- O Impacto do Incentivo ao Esporte no Câmpus Samambaia - 15 de abril de 2026
Por uma rotina que integra saúde mental e física, a UFG oferece espaços esportivos que buscam democratizar o acesso ao bem-estar, mas estudantes apontam a necessidade de maior investimento.

A Universidade Federal de Goiás, UFG, dispõe de diferentes ambientes para o esporte, vinculados à Faculdade de Educação Física e Dança. Atualmente, a Universidade oferece o Serviço de Lazer e Esportes, que diz respeito a Resolução – CONSUNI Nº 44/2017, que institui a Política de Assistência Social Estudantil (PASE) da Universidade Federal de Goiás.
O Centro de Esportes é um espaço que busca atender aos alunos da Universidade, principalmente os de baixa renda vinculados aos serviços oferecidos pela PRAE, e que, em determinados horários, também serve de apoio para um conjunto de disciplinas ofertadas pela Faculdade de Educação Física e Dança. O Centro é composto de academia e uma quadra poliesportiva, com funcionamento de segunda a sexta-feira, das 7h às 21h, estrategicamente localizado ao lado da Casa do Estudante 5 (CEU V) no Câmpus Samambaia.

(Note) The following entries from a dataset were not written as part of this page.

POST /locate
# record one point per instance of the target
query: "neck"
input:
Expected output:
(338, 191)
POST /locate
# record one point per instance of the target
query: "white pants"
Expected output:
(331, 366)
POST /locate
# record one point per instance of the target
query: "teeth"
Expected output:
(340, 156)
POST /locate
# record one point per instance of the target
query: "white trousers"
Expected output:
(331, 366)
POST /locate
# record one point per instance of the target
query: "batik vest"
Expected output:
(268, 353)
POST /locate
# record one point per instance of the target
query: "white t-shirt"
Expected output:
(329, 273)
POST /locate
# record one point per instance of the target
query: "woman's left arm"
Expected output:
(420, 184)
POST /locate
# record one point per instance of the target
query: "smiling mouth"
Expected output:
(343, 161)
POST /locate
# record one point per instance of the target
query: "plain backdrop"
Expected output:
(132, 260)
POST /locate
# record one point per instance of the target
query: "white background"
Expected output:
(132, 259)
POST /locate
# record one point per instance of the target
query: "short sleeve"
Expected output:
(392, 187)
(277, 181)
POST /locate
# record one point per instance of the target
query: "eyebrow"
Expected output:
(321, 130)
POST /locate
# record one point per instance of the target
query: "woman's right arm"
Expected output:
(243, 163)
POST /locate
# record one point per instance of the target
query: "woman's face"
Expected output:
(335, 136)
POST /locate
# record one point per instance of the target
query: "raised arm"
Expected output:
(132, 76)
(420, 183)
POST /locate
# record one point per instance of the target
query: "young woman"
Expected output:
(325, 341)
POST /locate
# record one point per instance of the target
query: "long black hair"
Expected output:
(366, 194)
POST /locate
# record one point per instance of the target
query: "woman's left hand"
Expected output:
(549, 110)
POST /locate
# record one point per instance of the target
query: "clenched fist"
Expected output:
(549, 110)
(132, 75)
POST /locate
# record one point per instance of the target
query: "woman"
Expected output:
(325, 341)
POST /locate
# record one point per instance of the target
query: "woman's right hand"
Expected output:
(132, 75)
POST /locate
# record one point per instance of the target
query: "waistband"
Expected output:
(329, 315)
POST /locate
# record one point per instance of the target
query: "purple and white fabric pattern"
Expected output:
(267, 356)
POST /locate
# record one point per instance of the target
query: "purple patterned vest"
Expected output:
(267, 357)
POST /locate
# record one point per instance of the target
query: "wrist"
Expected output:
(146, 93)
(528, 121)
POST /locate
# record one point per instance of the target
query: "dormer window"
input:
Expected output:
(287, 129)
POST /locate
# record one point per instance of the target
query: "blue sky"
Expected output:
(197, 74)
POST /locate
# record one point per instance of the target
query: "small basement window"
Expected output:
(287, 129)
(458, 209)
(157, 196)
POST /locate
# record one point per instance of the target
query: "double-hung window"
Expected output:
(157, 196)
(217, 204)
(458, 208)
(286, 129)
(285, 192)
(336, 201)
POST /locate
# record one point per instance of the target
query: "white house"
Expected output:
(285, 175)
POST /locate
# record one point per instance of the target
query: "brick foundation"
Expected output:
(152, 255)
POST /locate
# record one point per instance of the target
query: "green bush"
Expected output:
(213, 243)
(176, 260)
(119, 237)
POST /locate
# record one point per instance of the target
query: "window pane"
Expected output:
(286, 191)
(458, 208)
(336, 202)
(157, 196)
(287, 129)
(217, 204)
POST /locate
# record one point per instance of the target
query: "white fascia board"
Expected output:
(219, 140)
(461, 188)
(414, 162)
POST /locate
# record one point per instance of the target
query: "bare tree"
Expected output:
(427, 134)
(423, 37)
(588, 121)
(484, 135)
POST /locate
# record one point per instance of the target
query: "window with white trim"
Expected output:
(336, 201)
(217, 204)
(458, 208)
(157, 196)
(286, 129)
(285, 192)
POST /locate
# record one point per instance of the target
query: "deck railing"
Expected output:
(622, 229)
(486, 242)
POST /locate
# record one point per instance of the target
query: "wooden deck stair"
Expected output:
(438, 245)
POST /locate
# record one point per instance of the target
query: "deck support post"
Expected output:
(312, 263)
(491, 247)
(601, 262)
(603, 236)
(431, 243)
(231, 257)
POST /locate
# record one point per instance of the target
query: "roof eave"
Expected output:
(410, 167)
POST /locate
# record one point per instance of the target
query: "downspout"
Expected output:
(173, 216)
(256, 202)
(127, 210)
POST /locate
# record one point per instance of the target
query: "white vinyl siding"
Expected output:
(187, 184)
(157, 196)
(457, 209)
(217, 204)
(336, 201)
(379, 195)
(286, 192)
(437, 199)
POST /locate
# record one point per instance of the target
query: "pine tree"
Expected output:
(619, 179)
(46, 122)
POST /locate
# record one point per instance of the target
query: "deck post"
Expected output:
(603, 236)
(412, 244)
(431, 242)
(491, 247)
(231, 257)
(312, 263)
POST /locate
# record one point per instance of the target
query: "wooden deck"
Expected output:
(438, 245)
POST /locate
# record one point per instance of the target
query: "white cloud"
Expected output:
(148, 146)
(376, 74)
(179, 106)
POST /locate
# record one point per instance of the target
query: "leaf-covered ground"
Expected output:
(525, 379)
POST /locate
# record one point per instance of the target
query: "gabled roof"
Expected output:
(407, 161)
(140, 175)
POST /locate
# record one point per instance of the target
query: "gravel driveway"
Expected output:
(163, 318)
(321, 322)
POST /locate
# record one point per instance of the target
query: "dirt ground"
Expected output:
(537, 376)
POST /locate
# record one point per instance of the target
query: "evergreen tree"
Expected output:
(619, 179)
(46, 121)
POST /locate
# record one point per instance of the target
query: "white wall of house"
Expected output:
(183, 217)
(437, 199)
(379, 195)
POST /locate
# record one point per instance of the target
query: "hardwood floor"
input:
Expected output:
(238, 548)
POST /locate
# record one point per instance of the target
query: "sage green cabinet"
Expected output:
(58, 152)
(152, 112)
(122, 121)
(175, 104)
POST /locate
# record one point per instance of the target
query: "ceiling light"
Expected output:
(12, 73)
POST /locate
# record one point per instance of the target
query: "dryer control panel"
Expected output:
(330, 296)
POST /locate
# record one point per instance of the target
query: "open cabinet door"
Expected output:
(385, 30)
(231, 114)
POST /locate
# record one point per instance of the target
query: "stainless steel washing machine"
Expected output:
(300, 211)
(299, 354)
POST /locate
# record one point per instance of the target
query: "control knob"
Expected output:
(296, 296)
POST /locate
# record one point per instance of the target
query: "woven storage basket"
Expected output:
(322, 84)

Para frequentar o Centro, é preciso agendar previamente, a fim de que o espaço não se comprometa com lotação. Os agendamentos devem ser feitos com antecedência de 2 dias úteis, em horário comercial. Além disso, é possível realizar eventos estudantis nesse espaço, geralmente utilizado pelas atléticas, com agendamento prévio, com 30 dias de antecedência.
O estudante Antônio Rodrigues frequenta o centro de treinamento, por ser um estudante de baixa renda, aproveita a oportunidade da academia gratuita e se prepara para campeonatos também oferecidos pela Universidade, como os Jogos que ocorrem no Inter. Antônio afirma que a estrutura do ginásio é de qualidade, com um amplo espaço, porém que muitos dos aparelhos estão em manutenção, o que prejudica os frequentadores. “É bastante útil, especialmente para alunos de baixa renda e até mesmo em se tratando da questão de praticidade, por exemplo eu tenho aula pela manhã e estágio a tarde no Campus Samambaia, uns 5 minutos de caminhada estou na academia e posso fazer meu treino e ir para casa”, acrescenta.
Os espaços esportivos da Universidade também são utilizados pelas atléticas, que promovem treinos para os estudantes dos cursos que as integram. Geralmente o valor do treino é dividido entre os estudantes, o que proporciona um baixo custo para os atletas. A estudante Lara Cunha frequenta os espaços de treino através das atléticas desde 2013, quando iniciou sua primeira graduação. A estudante afirma que a oportunidade de atividades físicas dentro da Universidade melhorou não só sua saúde física, como também sua vida social, “Eu era bastante sedentária e o sentimento de inclusão quando você está inserido num ambiente esportivo é muito maior do que em qualquer outro. Quando você está em um time, você trabalha junto com outras pessoas por um bem maior. Esse sentimento me tomou muito”, afirma.
Lara complementa o valor das atléticas na promoção da atividade física e a necessidade de maior incentivo da Universidade, “Vejo o papel principalmente das Atléticas da UFG na promoção dos esportes. São associações independentes, feitas por e para alunos, que organizam treinos, times, campeonatos e promovem todo tipo de treinos, em diferentes modalidades para os alunos, muitas vezes de graça ou com baixo custo. A faculdade deveria valorizar muito mais o esporte universitário nesse aspecto facilitando acesso às quadras, fazendo parcerias, oferecendo materiais esportivos, oferecendo aos alunos da Faculdade de Educação Física e Dança, a oportunidade de treinar essas atléticas, como forma de extensão, enfim, acredito que a UFG poderia fazer muito mais nesse viés.”, pontua a estudante.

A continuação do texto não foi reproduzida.